The BinDiscover database: a biology-focused meta-analysis tool for 156,000 GC-TOF MS metabolome samples

Affiliations

The BinDiscover database: a biology-focused meta-analysis tool for 156,000 GC-TOF MS metabolome samples

Parker Ladd Bremer et al. J Cheminform. .

Abstract

Metabolomics by gas chromatography/mass spectrometry (GC/MS) provides a standardized and reliable platform for understanding small molecule biology. Since 2005, the West Coast Metabolomics Center at the University of California at Davis has collated GC/MS metabolomics data from over 156,000 samples and 2000 studies into the standardized BinBase database. We believe that the observations from these samples will provide meaningful insight to biologists and that our data treatment and webtool will provide insight to others who seek to standardize disparate metabolomics studies.

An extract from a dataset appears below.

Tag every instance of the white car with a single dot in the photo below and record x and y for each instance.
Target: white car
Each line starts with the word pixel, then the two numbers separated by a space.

We here developed an easy-to-use query interface, BinDiscover, to enable intuitive, rapid hypothesis generation for biologists based on these metabolomic samples. BinDiscover creates observation summaries and graphics across a broad range of species, organs, diseases, and compounds. Throughout the components of BinDiscover, we emphasize the use of ontologies to aggregate large groups of samples based on the proximity of their metadata within these ontologies. This adjacency allows for the simultaneous exploration of entire categories such as "rodents", "digestive tract", or "amino acids". The ontologies are particularly relevant for BinDiscover's ontologically grouped differential analysis, which, like other components of BinDiscover, creates clear graphs and summary statistics across compounds and biological metadata. We exemplify BinDiscover's extensive applicability in three showcases across biological domains.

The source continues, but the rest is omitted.